Zyczę Ci dużo siły i wytrwałości. Blachodachówka też ładnie będzie wyglądała, więc głowa do góry  :Wink2:  Czekamy na nowe wiesci, fotki itp  :big grin:

----------


## kotecek

Basniowy Snie, fajnie, ze now jestes! 

Blachodachowka nie jest wcale taka zla! My tez mielismy miec blache na dachu, wyglada prawie jak dachowka i jest lekka (moze pod dachowke musielibyscie zmieniac cala wiezbe?). No i z pewnoscia jest tansza, co daje Wam mozliwosc zagospodarowania zaszczedzonych pieniedzy w inny sposob  :smile:  

Zawsze staram sie szukac plusow   :Wink2:  

Wiem, ze na pewno jest ciezko przyleciec az z Kanady i nie da sie przyjezdzac do Polski tak czesto jakby sie chcialo... Ale mam nadzieje, ze spelnicie swoje marzenie a i Twoj maz w koncu otrzyma amnestie i wybaczysz mu, ze kupil blachodachowke. Pewnie brat go namowil   :Wink2:   Wiesz, jak to jest a chlopami   :Wink2:

----------


## FairyDream/BasniowySen

> Zyczę Ci dużo siły i wytrwałości. Blachodachówka też ładnie będzie wyglądała, więc głowa do góry  Czekamy na nowe wiesci, fotki itp


Monia, dzieki za pocieszenie, a co do fotek bedzie ciezko, maz w zeszlym roku wzial ze soba i kamere i aparat i co... *zero* zdjec! Wiesci rowniez slabe, gdyz w zolwim tempie sie wszystko odbywa. 

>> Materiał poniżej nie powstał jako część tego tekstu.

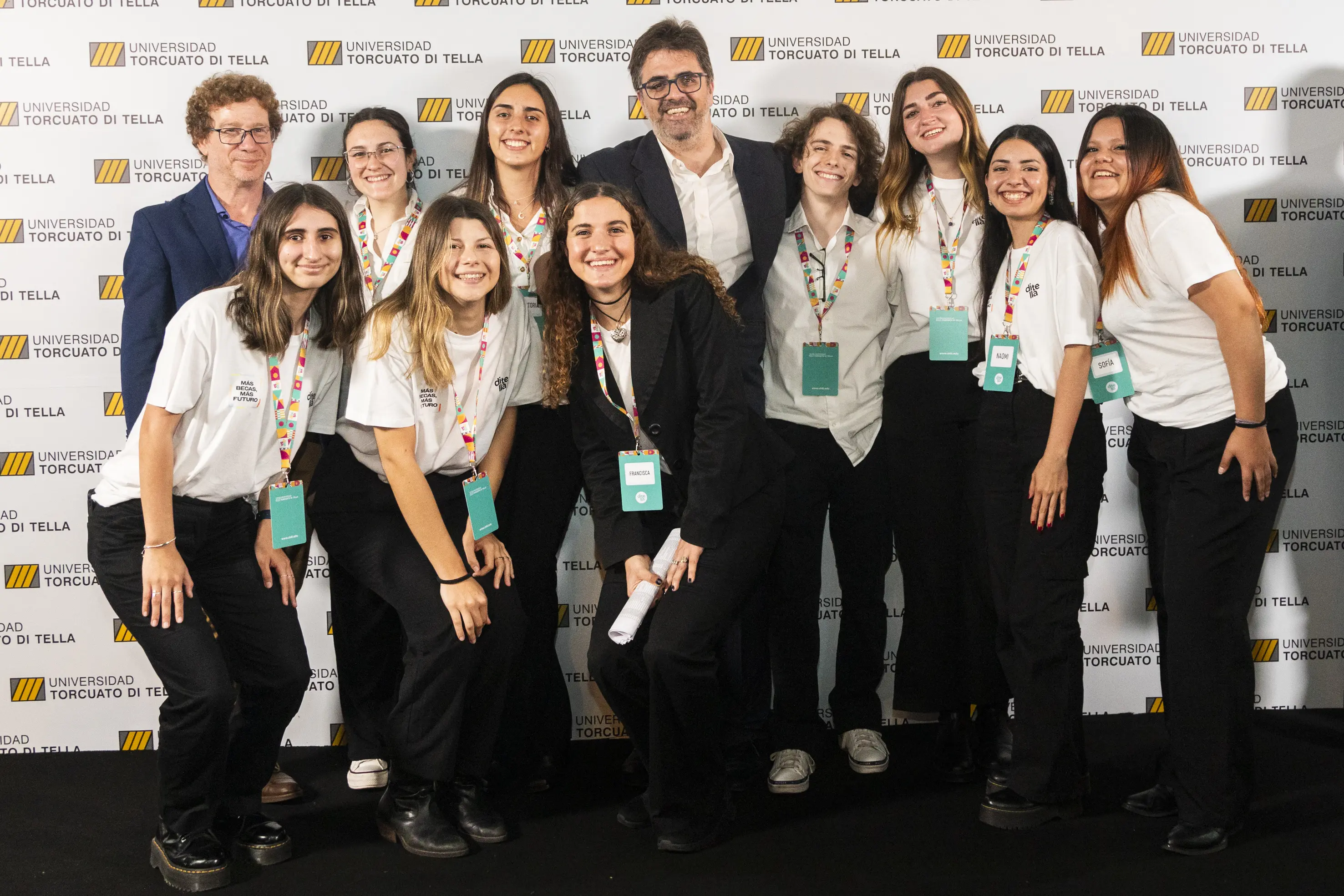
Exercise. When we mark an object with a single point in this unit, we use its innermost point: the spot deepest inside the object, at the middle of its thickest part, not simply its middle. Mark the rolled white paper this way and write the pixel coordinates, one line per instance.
(632, 614)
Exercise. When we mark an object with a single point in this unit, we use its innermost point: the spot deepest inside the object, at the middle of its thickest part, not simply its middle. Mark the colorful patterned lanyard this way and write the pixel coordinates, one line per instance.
(1011, 289)
(949, 258)
(600, 362)
(470, 434)
(367, 257)
(806, 260)
(287, 418)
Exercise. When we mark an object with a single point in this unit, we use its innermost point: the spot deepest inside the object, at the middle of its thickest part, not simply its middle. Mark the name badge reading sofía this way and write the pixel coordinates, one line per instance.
(642, 481)
(949, 331)
(1108, 378)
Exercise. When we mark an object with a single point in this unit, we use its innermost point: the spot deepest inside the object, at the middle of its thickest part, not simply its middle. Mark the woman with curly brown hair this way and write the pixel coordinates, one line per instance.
(642, 340)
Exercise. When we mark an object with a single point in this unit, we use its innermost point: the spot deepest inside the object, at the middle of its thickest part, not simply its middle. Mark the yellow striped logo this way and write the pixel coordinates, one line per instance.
(857, 101)
(27, 689)
(136, 739)
(435, 108)
(1260, 211)
(955, 46)
(325, 53)
(1057, 101)
(1265, 651)
(329, 167)
(107, 56)
(16, 464)
(748, 49)
(109, 285)
(112, 171)
(14, 349)
(1159, 43)
(22, 575)
(538, 50)
(1261, 98)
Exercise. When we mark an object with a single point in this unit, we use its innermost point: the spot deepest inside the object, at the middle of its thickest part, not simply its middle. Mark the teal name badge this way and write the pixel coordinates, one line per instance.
(288, 526)
(1000, 364)
(949, 331)
(642, 481)
(822, 369)
(1108, 378)
(480, 506)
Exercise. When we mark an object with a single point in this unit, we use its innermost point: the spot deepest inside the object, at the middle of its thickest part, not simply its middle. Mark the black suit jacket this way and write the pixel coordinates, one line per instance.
(640, 167)
(691, 405)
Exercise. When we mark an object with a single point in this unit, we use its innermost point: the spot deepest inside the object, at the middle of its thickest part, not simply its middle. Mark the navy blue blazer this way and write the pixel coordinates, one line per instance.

*kotecek* milutka, jak sie czujesz? 
Zartujesz?! Wybaczyc?! Nie tak szybko, wlasnie dlatego, ze dal sie namowic swojemu braciszkowi!

----------


## monia i marek

duuuużo miłości  :big grin:

----------


## FairyDream/BasniowySen

> duuuużo miłości


*Monia* sloneczko, bo sie zaraz rozkleje i poplacze w meza rekaw  :wink:  a ja mam "udawac" wielce obrazona.   :Lol:

----------


## FairyDream/BasniowySen

Witam.
Przekonalam sie, ze bez FM ani kroku dalej nie zrobie  :wink:  ; mam problem, jest to duzy problem, nie wiem co dalej robic.  :Confused:  
Bo tak ... wszystko zaczelo sie za szybko tzn: caly moj plan z agro i adaptacja stodoly. Zaczelam od konca to znaczy: juz na dniach ma byc zmieniany dach na stodole - w zaleznosci od pogody a, nie mam jeszcze planu przebudowy, nawet ptaki jeszcze nie spiewaja o tym   :Confused:  ;  obecnie jestem na etapie poszukiwan architekta; znalazlam dwoch z pobliskiego miasta, ale kiedy dzwonie mam info, ze nie ma takiego nr /?/ dziwne. 
I tak... do srody mam dac dekarza odpowiedz, w jakim miejscu chce miec okna dachowe,  wybralam Fakro -  okno obrotowe FTS-V 94x140 i tutaj wlasnie powstal problem, poczatkowo nie mialam w planie adaptacji poddasza, ale stodola jest wysoka wiec po namysle postanowilam zrobic dwa pokoje rodzinne po dwoch stronach stodoly; jest waska ale dluga 6m na 14m, wiec mozna cos zdzialac, jednak odradzaja mi wstawianie okien dachowych, gdyz beda okna scienne a ja na upartego chce je miec! Doradzcie prosze co zrobic - zrezygnowac?

----------


## kotecek

Jesli chcesz okna miec, to je zaloz! A co! Bedzie jasniej! z tym, ze moze wlasciwie rzeczywiscie jest to niepotrzebne, bo okna scienne w zupelnosci wystarcza? Nie wiem jak wyglada projekt... 
Zrob jak uwazasz!

----------


## FairyDream/BasniowySen

*kotecek*, jasne, ze zrobie jak uwazam, o tym to i maz wie i nie ingeruje w moje plany - dalsze plany oczywiscie.  :Wink2:  Beda okna dachowe, tylko aura kaprysna a dekarze az sie "pala" do zmiany "mojego"   :Lol:   dachu. Jesli sie nie ociepli, tooo bedzie nie wesolo, gdyz maja juz pozamawiane terminy - jakies fatum czy cus?   :cry:  
Coraz bardziej mi pod gore.

----------


## kotecek

Jak sie umowili, ze zrobia, to musza zrobic! Cisnij ich tylko ostro  :wink:  

I nie pisz tu o zadnych fatum i "pod gore" bo ja Ci zaraz pokaze!!!  :wink: 

Pozdrawiam cieplutko   :big tongue:

----------


## FairyDream/BasniowySen

Nooo *koteckowa*  :wink:  jakas Ty bojowa!   :Lol:  
Zaczynam tracic cierpliwosc i nachodzi mnie male zniechcecenie, ponownie otrzymalam odmowe architekta. No i co na to powiesz Pani koteckowa?   :cry:  
No nic wszystko zalezne teraz od pogody. Pozostawiam stodole na jakis czas.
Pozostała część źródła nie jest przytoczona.